# Object Storage Design
## Overview
noa uses a content-addressed storage model inspired by Git but with a
pluggable backend architecture. Objects are addressed by SHA-256 hash
and stored as opaque blobs.
## Object Types
### Blob
Raw file content. Identified by `SHA256(content)`.
```rust
pub struct BlobId(pub String); // hex-encoded SHA-256
```
No delta compression. Each unique content produces exactly one blob.
Duplicate content is automatically deduplicated by hash.
### Tree
Directory listing. Maps paths to child entries (blobs or subtrees).
```rust
pub struct TreeEntry {
pub name: String,
pub kind: TreeEntryKind, // Blob or Tree
pub hash: String, // SHA-256 of child
}
pub struct TreeId(pub String); // SHA-256(msgpack(entries))
```
Trees are serialized as MessagePack for compactness and fast deserialization.
## Trait Definition
```rust
#[async_trait]
pub trait ObjectStore: Send + Sync {
async fn put_blob(&self, data: &[u8]) -> Result<BlobId>;
async fn get_blob(&self, id: &BlobId) -> Result<Vec<u8>>;
async fn put_tree(&self, entries: Vec<TreeEntry>) -> Result<TreeId>;
async fn get_tree(&self, id: &TreeId) -> Result<Vec<TreeEntry>>;
}
```
## Backends
### RedbObjectStore (Local)
Uses [redb](https://github.com/cberner/redb) embedded key-value store.
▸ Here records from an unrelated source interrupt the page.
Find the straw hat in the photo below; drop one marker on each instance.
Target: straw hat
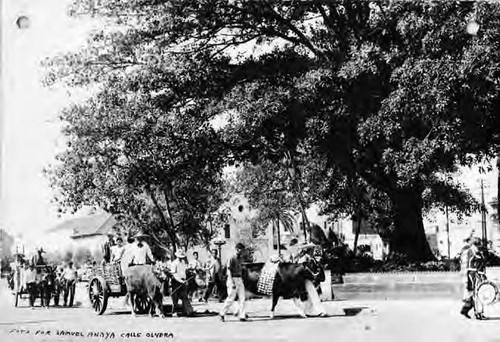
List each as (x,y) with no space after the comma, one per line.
(140,235)
(180,254)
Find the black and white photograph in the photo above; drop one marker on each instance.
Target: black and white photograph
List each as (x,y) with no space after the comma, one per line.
(249,170)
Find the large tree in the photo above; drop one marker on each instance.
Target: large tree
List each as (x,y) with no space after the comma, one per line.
(390,94)
(138,147)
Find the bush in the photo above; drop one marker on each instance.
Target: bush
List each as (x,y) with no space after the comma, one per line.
(341,260)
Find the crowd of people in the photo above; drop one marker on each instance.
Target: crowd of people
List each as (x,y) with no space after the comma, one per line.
(191,279)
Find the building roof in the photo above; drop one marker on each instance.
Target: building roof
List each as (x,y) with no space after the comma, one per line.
(87,226)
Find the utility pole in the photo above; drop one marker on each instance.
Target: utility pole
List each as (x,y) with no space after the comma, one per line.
(448,231)
(483,217)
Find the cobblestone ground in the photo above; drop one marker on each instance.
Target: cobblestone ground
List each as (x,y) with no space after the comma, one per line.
(379,320)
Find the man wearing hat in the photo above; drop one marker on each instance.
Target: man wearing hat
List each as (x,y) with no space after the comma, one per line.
(69,277)
(141,253)
(235,284)
(38,259)
(179,284)
(106,248)
(472,261)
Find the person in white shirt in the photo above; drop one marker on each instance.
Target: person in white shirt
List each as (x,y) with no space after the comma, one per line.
(29,282)
(179,285)
(117,250)
(141,253)
(196,267)
(69,276)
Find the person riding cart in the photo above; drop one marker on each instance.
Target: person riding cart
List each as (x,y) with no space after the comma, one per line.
(472,262)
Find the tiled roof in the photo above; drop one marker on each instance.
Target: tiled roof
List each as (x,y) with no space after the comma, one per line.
(99,224)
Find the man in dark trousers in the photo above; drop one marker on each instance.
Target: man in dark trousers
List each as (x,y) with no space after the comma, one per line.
(106,249)
(214,276)
(179,284)
(235,284)
(472,261)
(69,276)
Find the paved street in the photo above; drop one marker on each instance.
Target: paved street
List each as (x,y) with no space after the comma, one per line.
(408,320)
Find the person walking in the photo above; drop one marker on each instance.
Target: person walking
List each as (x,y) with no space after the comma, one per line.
(69,276)
(472,261)
(235,284)
(214,280)
(106,249)
(117,250)
(179,284)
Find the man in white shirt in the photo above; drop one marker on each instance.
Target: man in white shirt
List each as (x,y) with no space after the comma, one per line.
(117,250)
(141,253)
(179,285)
(69,276)
(29,282)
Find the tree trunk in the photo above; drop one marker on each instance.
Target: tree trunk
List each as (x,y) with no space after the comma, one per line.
(170,232)
(409,235)
(358,230)
(172,223)
(498,189)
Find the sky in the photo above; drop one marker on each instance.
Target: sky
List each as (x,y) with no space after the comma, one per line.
(30,133)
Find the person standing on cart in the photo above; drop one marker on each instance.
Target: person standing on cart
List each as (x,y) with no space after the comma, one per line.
(70,276)
(472,262)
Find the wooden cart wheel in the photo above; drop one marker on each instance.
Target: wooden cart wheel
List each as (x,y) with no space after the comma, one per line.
(142,305)
(98,295)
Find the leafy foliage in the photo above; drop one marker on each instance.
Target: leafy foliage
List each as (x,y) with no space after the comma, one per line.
(380,99)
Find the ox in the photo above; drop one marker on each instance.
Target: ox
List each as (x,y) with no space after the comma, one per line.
(144,282)
(292,281)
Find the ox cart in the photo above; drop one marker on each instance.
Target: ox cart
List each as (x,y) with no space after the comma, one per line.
(28,282)
(107,281)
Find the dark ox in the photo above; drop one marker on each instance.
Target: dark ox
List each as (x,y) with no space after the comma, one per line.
(45,287)
(293,281)
(143,281)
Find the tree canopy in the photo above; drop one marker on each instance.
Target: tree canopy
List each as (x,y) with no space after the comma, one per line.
(384,97)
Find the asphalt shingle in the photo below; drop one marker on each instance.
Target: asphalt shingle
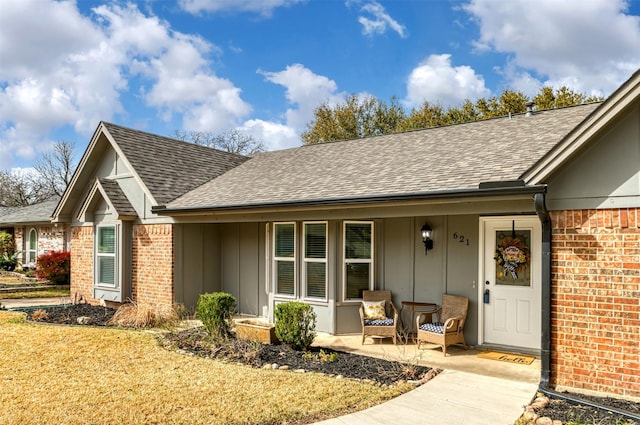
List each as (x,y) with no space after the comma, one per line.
(170,167)
(451,158)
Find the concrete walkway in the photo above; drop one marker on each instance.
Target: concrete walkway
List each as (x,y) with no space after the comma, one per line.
(452,397)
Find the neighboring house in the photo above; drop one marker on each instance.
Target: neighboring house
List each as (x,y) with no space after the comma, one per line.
(555,194)
(33,231)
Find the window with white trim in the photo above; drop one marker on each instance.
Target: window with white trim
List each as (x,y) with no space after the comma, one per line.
(357,258)
(106,256)
(315,260)
(284,259)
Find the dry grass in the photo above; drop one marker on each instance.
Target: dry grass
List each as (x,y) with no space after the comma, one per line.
(77,375)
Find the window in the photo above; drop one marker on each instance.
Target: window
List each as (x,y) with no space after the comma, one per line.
(358,259)
(106,256)
(33,247)
(284,258)
(315,260)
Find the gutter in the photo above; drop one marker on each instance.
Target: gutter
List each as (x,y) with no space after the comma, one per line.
(482,191)
(545,351)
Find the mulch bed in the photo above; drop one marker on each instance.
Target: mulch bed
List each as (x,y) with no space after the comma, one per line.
(195,342)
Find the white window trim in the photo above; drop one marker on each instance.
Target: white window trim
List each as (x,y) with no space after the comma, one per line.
(292,259)
(356,260)
(32,259)
(306,260)
(97,255)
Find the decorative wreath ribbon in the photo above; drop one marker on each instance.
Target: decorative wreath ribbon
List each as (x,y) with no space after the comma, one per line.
(512,255)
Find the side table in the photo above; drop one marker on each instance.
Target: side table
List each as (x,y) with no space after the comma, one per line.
(415,307)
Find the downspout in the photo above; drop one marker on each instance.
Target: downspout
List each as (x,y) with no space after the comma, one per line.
(545,350)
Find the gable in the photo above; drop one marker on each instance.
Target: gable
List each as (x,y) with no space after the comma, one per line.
(150,170)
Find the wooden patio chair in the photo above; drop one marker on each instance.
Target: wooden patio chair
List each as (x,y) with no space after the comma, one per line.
(378,315)
(450,328)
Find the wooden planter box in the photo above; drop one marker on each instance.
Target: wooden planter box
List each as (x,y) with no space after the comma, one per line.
(256,330)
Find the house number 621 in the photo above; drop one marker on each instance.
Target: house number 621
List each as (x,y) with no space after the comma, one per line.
(460,238)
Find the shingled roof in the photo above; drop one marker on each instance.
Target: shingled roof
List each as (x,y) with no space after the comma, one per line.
(451,158)
(170,167)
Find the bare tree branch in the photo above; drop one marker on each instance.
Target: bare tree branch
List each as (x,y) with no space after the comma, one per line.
(233,141)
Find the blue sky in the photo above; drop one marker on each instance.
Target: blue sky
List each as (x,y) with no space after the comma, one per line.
(263,66)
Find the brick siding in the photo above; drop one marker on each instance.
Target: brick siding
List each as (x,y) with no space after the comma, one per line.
(82,263)
(596,301)
(152,265)
(152,270)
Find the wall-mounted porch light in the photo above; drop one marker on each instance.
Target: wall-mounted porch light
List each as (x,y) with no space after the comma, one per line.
(427,234)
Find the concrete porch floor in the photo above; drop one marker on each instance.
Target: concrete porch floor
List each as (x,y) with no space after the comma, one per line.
(469,390)
(430,355)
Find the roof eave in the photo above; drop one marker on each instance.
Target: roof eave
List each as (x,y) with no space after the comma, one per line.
(590,127)
(364,200)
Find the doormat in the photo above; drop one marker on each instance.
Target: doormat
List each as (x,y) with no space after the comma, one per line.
(507,357)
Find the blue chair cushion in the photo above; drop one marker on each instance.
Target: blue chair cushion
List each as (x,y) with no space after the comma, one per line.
(437,327)
(385,322)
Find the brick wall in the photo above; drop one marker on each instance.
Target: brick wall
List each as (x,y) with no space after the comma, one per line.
(82,263)
(596,301)
(152,271)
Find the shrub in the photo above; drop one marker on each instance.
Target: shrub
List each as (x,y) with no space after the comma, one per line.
(295,324)
(216,311)
(54,267)
(142,316)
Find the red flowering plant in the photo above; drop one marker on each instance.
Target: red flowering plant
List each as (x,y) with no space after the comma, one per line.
(54,267)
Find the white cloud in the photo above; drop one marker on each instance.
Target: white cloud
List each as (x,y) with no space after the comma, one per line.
(262,7)
(306,91)
(376,20)
(275,136)
(60,68)
(590,46)
(436,81)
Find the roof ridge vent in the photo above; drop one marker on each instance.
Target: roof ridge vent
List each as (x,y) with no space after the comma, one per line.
(530,106)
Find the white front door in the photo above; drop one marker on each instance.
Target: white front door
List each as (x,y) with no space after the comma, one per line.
(510,273)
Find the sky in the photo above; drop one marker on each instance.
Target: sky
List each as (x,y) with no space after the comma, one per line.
(263,66)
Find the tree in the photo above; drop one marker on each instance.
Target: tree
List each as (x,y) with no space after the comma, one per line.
(56,168)
(562,97)
(356,117)
(233,141)
(22,188)
(367,116)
- Two tables: `blobs` (key: hash bytes, value: content bytes) and
`trees` (key: hash bytes, value: msgpack entries)
- Zero-copy reads via memory-mapped files
- ACID transactions with automatic crash recovery
- Single-writer, multi-reader via MVCC
- No external daemon required
### MinioObjectStore (Remote)
Uses S3-compatible API via `aws-sdk-s3`.
- Path-style addressing: `<bucket>/blobs/<hash>`, `<bucket>/trees/<hash>`
- Supports any S3-compatible backend (MinIO, AWS S3, GCS, etc.)
- Automatic retries with exponential backoff
- Suitable for distributed deployments
## Design Decisions
### Why SHA-256 instead of SHA-1?
Git uses SHA-1, which is cryptographically broken (SHAttered attack, 2017).
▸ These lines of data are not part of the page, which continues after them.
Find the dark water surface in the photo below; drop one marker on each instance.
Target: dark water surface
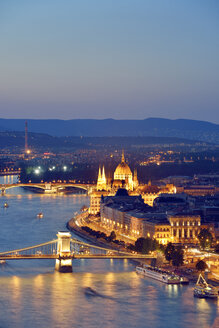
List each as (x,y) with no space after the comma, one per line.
(32,294)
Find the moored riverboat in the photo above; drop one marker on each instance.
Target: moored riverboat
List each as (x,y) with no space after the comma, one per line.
(158,274)
(203,290)
(40,215)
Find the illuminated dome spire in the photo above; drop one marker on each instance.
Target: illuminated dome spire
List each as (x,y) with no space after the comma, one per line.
(123,157)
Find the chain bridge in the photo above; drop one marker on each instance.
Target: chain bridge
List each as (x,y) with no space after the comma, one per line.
(64,249)
(48,188)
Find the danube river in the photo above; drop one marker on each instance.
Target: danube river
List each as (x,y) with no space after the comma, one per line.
(34,295)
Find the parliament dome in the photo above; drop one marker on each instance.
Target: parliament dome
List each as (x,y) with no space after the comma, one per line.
(123,170)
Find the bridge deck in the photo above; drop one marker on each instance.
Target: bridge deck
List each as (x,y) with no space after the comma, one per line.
(74,256)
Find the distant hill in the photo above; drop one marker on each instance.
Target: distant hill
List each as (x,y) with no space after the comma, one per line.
(40,141)
(155,127)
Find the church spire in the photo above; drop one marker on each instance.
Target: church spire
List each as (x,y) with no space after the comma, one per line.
(103,175)
(123,156)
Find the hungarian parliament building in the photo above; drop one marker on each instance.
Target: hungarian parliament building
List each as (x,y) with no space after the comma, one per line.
(124,178)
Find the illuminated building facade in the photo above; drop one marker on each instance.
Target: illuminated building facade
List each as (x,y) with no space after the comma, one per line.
(185,228)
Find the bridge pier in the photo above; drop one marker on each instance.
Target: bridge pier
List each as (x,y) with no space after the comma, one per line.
(64,262)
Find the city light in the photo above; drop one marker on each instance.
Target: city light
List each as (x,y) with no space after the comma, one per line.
(37,171)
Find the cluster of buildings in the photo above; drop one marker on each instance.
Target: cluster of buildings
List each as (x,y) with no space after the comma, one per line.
(158,212)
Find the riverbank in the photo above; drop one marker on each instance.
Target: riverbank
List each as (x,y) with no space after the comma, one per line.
(72,226)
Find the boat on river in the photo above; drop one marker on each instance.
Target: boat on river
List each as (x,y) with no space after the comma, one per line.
(203,290)
(158,274)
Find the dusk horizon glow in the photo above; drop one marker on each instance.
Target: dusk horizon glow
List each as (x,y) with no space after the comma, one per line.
(99,60)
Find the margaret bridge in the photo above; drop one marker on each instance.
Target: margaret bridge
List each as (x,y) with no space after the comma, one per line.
(47,188)
(64,249)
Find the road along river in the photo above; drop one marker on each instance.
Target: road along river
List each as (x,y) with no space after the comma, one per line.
(34,295)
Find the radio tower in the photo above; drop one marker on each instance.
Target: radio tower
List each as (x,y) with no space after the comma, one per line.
(26,143)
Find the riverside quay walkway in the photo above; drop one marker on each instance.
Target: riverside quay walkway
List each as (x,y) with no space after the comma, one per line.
(48,187)
(64,249)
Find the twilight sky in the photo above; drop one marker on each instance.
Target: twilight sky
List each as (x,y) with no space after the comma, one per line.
(124,59)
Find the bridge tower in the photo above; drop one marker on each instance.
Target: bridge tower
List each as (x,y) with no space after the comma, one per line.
(64,262)
(3,191)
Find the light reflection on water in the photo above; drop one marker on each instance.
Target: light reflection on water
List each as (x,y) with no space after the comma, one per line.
(33,294)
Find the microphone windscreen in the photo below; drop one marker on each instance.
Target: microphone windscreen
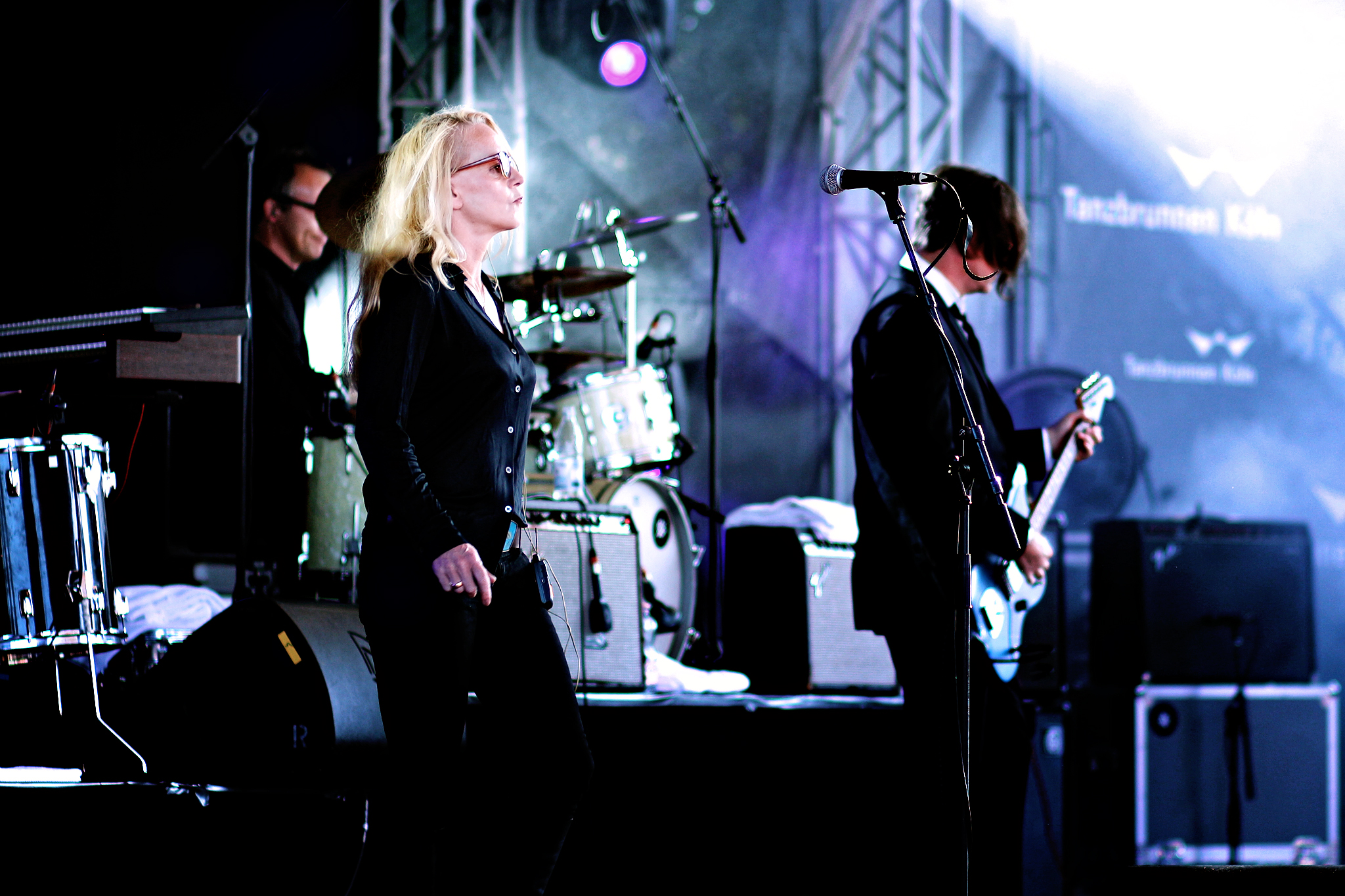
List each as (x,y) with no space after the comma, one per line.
(831,179)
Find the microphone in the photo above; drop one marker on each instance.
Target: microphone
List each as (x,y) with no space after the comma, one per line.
(835,179)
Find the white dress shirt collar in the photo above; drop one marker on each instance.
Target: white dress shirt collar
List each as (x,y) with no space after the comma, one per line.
(939,284)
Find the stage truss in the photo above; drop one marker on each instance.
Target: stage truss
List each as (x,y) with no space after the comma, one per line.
(417,73)
(891,100)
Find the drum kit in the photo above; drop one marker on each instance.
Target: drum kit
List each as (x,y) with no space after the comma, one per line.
(626,414)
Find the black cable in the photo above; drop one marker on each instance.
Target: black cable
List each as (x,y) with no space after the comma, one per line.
(963,226)
(363,843)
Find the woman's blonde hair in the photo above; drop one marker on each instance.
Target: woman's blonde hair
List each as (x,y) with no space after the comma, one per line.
(408,215)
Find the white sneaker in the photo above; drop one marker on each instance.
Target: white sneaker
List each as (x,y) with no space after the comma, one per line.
(669,676)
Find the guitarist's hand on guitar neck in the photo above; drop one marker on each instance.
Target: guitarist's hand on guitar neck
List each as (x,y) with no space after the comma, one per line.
(1036,558)
(1086,438)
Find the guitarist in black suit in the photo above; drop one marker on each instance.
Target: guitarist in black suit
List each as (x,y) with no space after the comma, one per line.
(287,254)
(906,578)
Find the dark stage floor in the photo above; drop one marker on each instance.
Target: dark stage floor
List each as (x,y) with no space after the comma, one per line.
(690,794)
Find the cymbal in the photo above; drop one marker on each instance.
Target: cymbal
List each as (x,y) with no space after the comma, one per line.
(572,356)
(569,282)
(636,227)
(346,200)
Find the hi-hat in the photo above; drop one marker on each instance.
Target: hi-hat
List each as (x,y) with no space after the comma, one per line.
(636,227)
(569,282)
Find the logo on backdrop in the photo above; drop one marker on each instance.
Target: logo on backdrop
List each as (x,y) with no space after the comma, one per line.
(1250,175)
(1238,222)
(1210,371)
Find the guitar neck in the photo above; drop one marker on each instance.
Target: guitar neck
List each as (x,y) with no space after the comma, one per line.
(1055,484)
SHA-256 is collision-resistant and widely available.
### Why no delta compression?
1. **Simplicity**: Delta compression (Git's pack files) adds significant
complexity (sliding window matching, thin packs, delta chains).
2. **Write performance**: Direct blob writes are O(1). Delta compression
requires reading existing objects.
3. **AI agent workload**: Agents frequently regenerate entire files.
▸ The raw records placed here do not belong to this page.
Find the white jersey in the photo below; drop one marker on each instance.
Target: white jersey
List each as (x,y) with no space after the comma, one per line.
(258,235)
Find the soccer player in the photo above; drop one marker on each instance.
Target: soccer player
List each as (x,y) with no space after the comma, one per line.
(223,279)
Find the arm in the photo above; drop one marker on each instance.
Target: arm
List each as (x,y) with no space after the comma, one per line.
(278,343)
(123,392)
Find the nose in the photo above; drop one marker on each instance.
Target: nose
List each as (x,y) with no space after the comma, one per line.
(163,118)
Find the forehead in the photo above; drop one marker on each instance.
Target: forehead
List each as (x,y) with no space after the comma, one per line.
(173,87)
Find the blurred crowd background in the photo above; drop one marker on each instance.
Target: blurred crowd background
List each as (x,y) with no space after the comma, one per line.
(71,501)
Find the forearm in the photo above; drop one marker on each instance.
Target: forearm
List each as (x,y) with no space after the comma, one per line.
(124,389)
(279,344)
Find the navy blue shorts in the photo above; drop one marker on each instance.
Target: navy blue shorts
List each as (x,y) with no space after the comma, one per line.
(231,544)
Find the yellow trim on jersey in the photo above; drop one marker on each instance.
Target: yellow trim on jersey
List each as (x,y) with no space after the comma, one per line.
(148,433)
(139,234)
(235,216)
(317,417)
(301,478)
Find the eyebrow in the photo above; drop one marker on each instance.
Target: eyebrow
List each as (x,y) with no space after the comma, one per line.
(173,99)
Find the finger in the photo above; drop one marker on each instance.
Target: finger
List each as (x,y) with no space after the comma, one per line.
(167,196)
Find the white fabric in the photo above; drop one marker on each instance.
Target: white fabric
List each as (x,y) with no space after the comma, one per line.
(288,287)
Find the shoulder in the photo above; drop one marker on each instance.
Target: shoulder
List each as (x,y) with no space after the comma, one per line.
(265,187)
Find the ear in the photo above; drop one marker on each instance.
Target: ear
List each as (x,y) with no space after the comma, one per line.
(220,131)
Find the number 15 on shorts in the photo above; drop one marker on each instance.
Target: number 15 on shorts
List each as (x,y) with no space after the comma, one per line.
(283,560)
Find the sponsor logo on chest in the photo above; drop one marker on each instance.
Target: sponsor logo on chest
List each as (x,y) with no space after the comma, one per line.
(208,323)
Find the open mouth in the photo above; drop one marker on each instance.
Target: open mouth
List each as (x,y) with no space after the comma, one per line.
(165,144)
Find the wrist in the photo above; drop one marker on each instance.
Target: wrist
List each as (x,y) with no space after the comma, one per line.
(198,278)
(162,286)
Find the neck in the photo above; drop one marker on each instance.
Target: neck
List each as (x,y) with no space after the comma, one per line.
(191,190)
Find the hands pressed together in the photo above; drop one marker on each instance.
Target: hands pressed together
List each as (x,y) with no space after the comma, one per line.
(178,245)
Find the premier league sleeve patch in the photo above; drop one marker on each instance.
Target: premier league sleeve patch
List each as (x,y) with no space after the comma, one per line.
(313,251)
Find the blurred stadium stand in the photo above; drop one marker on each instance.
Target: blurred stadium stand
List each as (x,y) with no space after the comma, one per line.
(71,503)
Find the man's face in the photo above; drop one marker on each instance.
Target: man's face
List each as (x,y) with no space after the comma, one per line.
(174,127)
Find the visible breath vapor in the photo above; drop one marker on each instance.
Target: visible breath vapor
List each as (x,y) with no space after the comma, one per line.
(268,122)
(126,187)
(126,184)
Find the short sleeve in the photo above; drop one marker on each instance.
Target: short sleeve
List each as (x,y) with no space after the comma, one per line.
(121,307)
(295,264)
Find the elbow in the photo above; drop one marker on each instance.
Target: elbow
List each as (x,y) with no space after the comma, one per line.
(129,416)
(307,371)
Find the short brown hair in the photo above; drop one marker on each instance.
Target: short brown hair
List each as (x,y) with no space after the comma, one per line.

Old versions are ephemeral — delta chains would be short and numerous.
4. **Backend offloading**: S3/MinIO handle deduplication at the storage layer.
### Why MessagePack for trees?
- 30-50% smaller than JSON for binary-heavy data
- Schema-flexible (no need for protobuf definitions)
- Rust ecosystem support via `rmp-serde`
- Fast deserialization
### Why redb over SQLite?
- **Type safety**: redb uses Rust generics for table definitions
- **Performance**: redb is optimized for Rust workloads (zero-copy reads)
- **Simplicity**: Single dependency, no C library linkage
- **Crash safety**: redb's write-ahead log is simpler than SQLite's WAL mode
Trade-off: redb has a smaller community and fewer tooling options than SQLite.
For noa's use case (embedded binary storage), the trade-off is favorable.